I am using multiprocessing.Pool
in python
to schedule around 2500 jobs. I am submitting the jobs like this:
pool = multiprocessing.Pool()
for i from 1 to 2500: # pseudocode
jobs.append(pool.apply_async(....))
for j in jobs:
_ = job.get()
The jobs are such, that after some computation, they go to sleep for a long time, waiting for some event to complete. My expectation was that, while they sleep, the other waiting jobs would get scheduled. But it is not happening like that. The maximum number of jobs scheduled at a single time is around 23 (even though they are all sleeping, ps aux
shows state S+
) which is the more or less the number of cores in the machine. Only after a job finishes and releases a core, another job is getting scheduled.
My expectation was that all 2500 jobs would get scheduled at once. How do I make python submit all 2500 jobs at once?
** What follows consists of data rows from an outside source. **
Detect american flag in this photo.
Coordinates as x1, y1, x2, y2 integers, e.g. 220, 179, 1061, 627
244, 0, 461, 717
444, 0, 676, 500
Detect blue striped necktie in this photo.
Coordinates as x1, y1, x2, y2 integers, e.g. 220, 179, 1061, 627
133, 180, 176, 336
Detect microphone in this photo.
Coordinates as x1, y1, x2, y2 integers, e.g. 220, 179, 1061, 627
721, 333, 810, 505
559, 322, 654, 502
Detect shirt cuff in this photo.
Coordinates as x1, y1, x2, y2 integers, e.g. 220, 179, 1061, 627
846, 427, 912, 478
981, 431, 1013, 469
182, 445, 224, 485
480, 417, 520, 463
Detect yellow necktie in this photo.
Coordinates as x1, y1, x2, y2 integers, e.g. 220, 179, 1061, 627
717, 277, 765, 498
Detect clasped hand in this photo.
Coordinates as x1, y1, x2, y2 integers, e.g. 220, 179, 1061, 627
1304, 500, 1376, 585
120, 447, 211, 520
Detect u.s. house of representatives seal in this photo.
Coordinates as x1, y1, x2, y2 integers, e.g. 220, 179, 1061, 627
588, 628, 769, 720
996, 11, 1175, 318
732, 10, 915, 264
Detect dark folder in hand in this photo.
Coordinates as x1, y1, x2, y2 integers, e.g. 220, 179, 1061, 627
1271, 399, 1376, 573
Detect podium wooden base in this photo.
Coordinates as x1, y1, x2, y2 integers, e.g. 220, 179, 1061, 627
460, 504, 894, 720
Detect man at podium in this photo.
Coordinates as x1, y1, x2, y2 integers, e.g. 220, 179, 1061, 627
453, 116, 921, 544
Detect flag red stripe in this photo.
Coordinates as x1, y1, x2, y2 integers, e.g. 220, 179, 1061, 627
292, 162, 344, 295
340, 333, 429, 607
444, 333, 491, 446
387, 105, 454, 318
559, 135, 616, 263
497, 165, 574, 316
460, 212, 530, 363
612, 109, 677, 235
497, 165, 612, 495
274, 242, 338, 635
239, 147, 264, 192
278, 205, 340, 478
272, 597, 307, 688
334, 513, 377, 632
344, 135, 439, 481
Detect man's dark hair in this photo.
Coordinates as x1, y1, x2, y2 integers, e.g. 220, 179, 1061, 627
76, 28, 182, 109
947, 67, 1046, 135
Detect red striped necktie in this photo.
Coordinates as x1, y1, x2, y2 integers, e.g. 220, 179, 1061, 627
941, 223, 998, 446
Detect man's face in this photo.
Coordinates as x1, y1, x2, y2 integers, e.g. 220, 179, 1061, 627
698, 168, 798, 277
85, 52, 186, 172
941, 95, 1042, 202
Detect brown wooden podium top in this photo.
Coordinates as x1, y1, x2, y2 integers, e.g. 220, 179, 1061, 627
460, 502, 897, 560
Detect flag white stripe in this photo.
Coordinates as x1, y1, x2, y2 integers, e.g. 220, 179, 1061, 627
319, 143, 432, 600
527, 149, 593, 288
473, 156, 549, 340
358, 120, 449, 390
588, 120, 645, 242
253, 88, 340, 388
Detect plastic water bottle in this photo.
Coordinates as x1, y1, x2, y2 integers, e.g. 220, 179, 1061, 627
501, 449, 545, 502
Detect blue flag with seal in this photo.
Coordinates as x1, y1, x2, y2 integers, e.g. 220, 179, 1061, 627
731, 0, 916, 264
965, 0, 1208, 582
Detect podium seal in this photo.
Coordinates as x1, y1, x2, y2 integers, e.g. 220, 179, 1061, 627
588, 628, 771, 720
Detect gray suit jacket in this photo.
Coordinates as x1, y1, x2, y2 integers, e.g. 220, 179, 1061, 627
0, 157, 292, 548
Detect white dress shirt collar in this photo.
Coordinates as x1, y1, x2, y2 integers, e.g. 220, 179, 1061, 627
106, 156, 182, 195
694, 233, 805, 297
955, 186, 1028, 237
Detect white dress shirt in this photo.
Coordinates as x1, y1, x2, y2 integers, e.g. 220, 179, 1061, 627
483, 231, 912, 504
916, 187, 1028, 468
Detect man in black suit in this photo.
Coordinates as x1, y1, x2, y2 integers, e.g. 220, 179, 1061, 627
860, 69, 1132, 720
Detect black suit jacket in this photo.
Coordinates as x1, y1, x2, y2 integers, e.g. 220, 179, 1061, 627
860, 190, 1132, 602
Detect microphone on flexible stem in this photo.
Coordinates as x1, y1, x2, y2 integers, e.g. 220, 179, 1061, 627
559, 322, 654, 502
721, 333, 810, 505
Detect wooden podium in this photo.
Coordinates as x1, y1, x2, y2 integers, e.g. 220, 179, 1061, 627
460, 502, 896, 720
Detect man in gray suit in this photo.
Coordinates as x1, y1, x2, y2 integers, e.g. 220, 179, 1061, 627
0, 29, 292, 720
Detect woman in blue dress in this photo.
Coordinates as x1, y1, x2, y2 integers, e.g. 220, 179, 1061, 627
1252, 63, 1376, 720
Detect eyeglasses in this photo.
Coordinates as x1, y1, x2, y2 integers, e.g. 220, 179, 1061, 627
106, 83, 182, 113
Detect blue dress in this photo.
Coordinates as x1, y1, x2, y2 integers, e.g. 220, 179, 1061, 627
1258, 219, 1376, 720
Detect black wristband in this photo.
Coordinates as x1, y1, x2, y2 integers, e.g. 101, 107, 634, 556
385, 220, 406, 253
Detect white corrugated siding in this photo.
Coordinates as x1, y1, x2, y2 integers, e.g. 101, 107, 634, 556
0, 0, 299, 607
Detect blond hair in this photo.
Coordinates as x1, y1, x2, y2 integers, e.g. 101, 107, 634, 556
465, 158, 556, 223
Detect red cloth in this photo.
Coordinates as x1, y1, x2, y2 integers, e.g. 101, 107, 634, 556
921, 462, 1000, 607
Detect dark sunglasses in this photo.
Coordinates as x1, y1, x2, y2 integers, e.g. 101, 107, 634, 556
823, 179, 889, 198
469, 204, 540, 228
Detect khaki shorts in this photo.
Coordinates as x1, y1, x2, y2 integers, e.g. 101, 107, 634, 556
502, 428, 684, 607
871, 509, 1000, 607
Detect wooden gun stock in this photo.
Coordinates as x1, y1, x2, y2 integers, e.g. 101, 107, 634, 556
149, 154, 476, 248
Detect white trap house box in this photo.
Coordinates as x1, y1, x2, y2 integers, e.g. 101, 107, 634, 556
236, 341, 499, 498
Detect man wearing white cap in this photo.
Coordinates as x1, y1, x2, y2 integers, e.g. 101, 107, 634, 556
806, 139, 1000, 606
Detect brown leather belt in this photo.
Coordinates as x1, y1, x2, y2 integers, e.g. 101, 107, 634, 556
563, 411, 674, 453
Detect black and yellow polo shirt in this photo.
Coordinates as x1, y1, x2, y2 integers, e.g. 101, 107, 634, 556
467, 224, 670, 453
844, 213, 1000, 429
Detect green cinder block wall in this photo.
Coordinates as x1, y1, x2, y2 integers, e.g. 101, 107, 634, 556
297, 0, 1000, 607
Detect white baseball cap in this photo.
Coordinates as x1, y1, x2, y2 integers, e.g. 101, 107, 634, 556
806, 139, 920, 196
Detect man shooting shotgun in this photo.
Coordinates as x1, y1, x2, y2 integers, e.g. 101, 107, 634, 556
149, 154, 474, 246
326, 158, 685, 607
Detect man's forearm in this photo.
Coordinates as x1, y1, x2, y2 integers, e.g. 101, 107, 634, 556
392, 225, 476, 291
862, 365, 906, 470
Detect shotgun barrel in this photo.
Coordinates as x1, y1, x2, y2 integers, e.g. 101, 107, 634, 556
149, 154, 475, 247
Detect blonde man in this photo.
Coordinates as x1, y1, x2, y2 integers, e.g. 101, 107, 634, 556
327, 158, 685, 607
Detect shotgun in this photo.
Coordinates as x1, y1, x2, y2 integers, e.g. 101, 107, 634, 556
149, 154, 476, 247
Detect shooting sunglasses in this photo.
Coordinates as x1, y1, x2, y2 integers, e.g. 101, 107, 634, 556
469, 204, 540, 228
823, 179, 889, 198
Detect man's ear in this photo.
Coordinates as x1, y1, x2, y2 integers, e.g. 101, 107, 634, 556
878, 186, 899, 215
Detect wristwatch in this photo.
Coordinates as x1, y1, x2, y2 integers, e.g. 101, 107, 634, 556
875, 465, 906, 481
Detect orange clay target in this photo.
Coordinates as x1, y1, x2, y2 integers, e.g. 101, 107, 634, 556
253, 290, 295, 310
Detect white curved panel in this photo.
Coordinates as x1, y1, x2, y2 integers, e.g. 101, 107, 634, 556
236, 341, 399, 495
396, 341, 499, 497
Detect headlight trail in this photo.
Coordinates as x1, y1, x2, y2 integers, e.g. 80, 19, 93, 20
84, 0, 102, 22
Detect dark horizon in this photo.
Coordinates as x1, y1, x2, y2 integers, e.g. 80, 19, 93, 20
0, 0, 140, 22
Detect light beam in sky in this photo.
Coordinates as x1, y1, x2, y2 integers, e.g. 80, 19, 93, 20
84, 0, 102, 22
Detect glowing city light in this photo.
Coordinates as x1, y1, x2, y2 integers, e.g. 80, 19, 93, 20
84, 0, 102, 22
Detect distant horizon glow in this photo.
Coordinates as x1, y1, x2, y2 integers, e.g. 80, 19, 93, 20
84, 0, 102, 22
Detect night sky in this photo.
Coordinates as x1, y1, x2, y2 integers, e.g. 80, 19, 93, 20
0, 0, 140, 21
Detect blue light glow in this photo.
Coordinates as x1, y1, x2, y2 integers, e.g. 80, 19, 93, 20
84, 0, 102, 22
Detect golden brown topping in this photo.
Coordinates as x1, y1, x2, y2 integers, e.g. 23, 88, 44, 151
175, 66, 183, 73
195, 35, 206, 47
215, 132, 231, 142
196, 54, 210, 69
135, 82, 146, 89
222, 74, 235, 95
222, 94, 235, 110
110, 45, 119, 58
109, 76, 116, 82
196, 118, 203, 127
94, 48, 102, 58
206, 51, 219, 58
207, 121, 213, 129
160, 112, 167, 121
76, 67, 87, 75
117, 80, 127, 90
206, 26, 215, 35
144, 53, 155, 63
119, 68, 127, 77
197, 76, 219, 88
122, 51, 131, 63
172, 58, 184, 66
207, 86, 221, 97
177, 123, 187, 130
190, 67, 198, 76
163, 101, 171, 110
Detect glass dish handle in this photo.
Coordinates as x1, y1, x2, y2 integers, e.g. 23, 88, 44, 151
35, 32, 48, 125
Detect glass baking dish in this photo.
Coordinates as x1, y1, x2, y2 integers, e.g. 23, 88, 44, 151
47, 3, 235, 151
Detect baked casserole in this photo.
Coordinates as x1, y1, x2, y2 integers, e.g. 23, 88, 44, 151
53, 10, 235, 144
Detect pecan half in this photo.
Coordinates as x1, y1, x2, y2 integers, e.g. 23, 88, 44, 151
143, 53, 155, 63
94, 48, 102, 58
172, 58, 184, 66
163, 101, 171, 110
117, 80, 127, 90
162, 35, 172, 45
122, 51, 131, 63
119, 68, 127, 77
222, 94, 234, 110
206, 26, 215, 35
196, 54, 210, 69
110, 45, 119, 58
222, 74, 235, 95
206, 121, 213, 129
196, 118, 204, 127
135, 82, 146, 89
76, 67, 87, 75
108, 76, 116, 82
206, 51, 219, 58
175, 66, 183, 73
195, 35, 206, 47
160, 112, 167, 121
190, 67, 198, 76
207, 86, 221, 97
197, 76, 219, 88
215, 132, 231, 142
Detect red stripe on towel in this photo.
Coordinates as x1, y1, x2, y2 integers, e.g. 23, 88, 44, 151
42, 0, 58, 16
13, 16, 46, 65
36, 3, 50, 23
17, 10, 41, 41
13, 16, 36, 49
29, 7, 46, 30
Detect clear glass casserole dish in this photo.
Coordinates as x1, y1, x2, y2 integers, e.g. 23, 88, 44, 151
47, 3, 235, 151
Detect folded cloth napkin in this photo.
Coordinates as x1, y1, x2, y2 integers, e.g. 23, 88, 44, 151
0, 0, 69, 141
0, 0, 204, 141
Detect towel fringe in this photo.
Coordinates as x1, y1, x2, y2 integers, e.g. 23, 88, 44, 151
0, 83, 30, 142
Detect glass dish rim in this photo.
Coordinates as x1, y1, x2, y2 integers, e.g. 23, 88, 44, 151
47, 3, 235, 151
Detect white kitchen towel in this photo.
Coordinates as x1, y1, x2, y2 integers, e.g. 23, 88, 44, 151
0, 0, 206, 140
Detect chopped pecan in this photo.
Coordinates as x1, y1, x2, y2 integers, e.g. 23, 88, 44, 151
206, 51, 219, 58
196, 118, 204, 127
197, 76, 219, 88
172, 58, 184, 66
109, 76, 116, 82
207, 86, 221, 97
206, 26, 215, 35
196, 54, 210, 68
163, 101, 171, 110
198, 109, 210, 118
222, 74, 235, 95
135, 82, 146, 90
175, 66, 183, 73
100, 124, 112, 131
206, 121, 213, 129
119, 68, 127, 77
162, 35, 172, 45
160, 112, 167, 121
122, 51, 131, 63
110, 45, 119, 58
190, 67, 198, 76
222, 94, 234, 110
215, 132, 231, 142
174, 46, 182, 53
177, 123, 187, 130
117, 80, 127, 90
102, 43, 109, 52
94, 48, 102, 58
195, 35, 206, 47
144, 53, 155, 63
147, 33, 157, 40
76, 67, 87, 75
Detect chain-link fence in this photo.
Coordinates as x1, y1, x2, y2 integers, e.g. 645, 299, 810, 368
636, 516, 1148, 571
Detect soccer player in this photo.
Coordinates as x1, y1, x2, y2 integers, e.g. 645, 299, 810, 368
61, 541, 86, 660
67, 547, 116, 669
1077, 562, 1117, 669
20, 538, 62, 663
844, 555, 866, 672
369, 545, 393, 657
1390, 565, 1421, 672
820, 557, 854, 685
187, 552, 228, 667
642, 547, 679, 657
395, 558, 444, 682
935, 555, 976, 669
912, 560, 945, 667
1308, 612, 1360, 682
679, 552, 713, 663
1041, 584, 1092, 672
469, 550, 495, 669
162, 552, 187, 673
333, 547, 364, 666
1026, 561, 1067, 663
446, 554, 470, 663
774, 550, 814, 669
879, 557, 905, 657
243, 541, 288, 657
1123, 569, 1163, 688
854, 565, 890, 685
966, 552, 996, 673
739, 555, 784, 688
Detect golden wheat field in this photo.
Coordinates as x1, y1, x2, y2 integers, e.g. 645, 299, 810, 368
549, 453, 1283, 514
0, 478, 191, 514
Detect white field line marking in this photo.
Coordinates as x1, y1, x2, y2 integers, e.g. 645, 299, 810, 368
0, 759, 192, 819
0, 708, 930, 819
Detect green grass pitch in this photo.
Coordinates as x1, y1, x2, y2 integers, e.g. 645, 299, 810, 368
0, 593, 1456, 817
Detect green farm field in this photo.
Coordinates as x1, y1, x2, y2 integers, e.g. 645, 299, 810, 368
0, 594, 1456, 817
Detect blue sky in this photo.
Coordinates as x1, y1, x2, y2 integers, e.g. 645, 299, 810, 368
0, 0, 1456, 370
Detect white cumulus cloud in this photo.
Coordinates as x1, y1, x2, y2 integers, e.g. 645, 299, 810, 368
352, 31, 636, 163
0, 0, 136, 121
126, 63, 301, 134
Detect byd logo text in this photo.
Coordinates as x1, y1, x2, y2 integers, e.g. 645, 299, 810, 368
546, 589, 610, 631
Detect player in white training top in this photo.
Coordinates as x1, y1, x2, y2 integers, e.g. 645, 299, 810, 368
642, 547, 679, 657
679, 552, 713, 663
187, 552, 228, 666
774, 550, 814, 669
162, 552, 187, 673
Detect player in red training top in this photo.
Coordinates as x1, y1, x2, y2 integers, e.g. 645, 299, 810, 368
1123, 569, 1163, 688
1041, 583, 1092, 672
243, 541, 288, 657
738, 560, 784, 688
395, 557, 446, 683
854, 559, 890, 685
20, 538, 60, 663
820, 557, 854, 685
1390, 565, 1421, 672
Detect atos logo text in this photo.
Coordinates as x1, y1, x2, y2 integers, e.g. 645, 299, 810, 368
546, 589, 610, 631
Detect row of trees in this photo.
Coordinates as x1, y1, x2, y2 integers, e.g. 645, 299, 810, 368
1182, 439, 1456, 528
The multiprocessing and threading package of Python use process/thread pools. By default the number of processes/threads in a pool is dependent of the hardware concurrency (ie. typically the number of hardware threads supported by your processor). You can tune this number but you should really not create too many threads or processes because they are precious resources of the operating system (OS). Note that threads are less expensive than processes for most OS but the CPython makes threads not very useful (except of IO latency-bound jobs) because of the global interpreter lock (GIL). Creating 2500 processes/threads will put a lot of pressure on the OS scheduler and slow does the whole system. OS are design so that waiting threads are not expensive but frequent wake ups will be clearly expensive. Moreover, the number of processes/threads that can be created on a given platform is bounded. AFAIR, on my old Windows 7 system this was limited to 1024. The biggest problem is that each thread requires a stack typically initialized to 1~2 MiB so that creating 2500 threads will takes 2.5~5.0 GiB of RAM! This will be significantly worst for processes. Not to mention cache misses will be more frequent resulting in a slower execution. Thus, put it shortly, do not create 2500 threads or processes: this is too expensive.
You do not need threads or processes, you needs fibers or more generally green threads likes greenlet or eventlet as well as gevent coroutines. The last is known to be fast and supports thread-pools. Alternatively, you can use the recent async feature of Python which is the standard way to deal with such a problem.